KutuBuku sudah mengikuti briefing di Kantor Kompasiana, sebelum hajatan Kompasianival 2015 di Gandaria City, 12-13 Desember. Ya, saya sendiri yang menghadirinya, karena Isson Khairul (penggerak KutuBuku) sedang pulang ke Padang, ayahnya meninggal.

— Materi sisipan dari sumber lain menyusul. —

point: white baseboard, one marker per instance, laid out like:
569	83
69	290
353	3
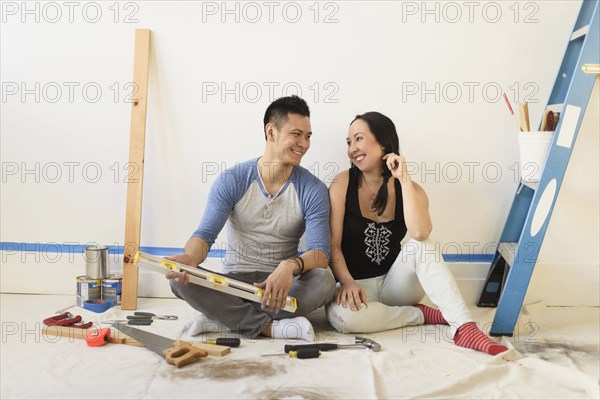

Persoalan-persoalan teknis untuk menempati booth, dijelaskan oleh Raja (admin Kompasiana) dan prinsip-prinsip tertentu dari Wardah Fajri (Wawa).
Saya yang sudah berulangkali ikut dan bahkan menyelenggarakan acara sejenis, prinsipnya “bisa” melewati persiapan dan hajatan itu. Namun bersamaan itu, sedang menggarap (calon) buku Kompasianer. Tepatnya tulisan-tulisan Taufik Uieks yang ada di Kompasiana sejak beberapa waktu lalu. Jadi, sebuah kesibukan tersendiri. Tajuknya: Mengembara ke Masjid-masjid di Pelosok Dunia.
Maria Margaretha, yang sudah terlibat dalam komunitas “nulis buku”, tahun lalu di Kompasianival 2014 di TMII menyatakan kesediaannya (menjaga booth) sejak berkomunikasi dengannya saat masih di Jambi. Singkatnya, sebuah “kerja” serba cepat dan kemengertian bersama. Ya, dalam menjalin dan merajut literasi di komunitas KutuBuku.
Jalin Dengan Non Kompasianer
Saya, TS, dan Isson tak ingin KutuBuku asal ikut mejeng di Kompasianival. Lalu, memajang buku-buku Tjitadinata Effendi yang kami rembug beberapa hari sebelumnya, ketika Pak Tjip dan Bu Lina sudah di Jakarta. Dan kompasianer yang lain.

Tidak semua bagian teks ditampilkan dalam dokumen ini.